Slovenian President Borut Pahor has said the country is not in a political crisis and possible early elections demanded by the opposition will reduce the country’s ability to prove itself as a successful presidency of the Council of the European Union.

“We are not in a political crisis because all the institutions are functioning,” Pahor told Slovenian television, noting that due to the volatile and insecure governing majority in parliament, it was a “state of heightened political uncertainty”. rather than a political crisis.

“All institutions work, all institutions have leadership. We have the presidents of the state, the government, the National Assembly and the National Council and the full composition of all these institutions. All these institutions do their job. If the lack of these two pillars of stability were to occur in any institution, we could talk about the political crisis. “Until then, however, we usually talk about increasing political uncertainty, especially because of the very comparable balance of power in parliament,” the Slovenian president said.
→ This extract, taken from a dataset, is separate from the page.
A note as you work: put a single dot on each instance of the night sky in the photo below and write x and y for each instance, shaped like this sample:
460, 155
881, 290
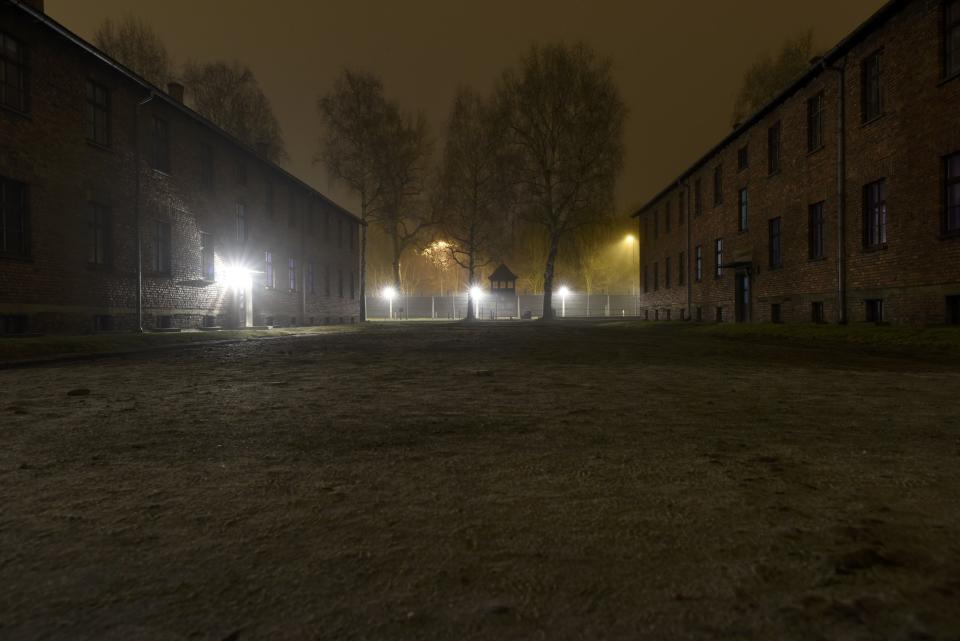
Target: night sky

Speaking about the possibility of early elections, Pahor said he was against such an idea, especially because of Slovenia’s presidency in the EU Council. “Not only would it not benefit from our reputation in this sense, but we would lose the opportunity to strengthen our reputation by successfully running the European Union. The thing is that Slovenia has such a rare opportunity to show its ability, not only technically but also politically, with the presidency of the Council of the European Union and the other is in 13 years. To give something of its own to European politics. “This, of course, would require a slightly more internal co-operation of Slovenian political forces,” Pahor said.

Referring to criticisms of Janez Janša’s government over alleged media control and non-appointment of delegated prosecutors to the European Public Prosecutor’s Office (EPPO), Pahor said he wanted to think the government could solve these problems at a time when Slovenia takes over the EU presidency on July 1st.

A few days ago in Brussels, after a meeting with European leaders, Pahor said that until the beginning of Slovenia’s EU presidency, the government in Ljubljana should address two issues that have recently been criticized by the domestic public – refusing to name two prosecutors in the new European prosecution and budget financing of the Slovenian news agency STA.

Slovenian Justice Minister Ljiljana Kozlovic resigned in late May over the government’s decision to overturn the procedure for appointing two EU delegated prosecutors. The Slovenian opposition has been demanding the removal of the government for months.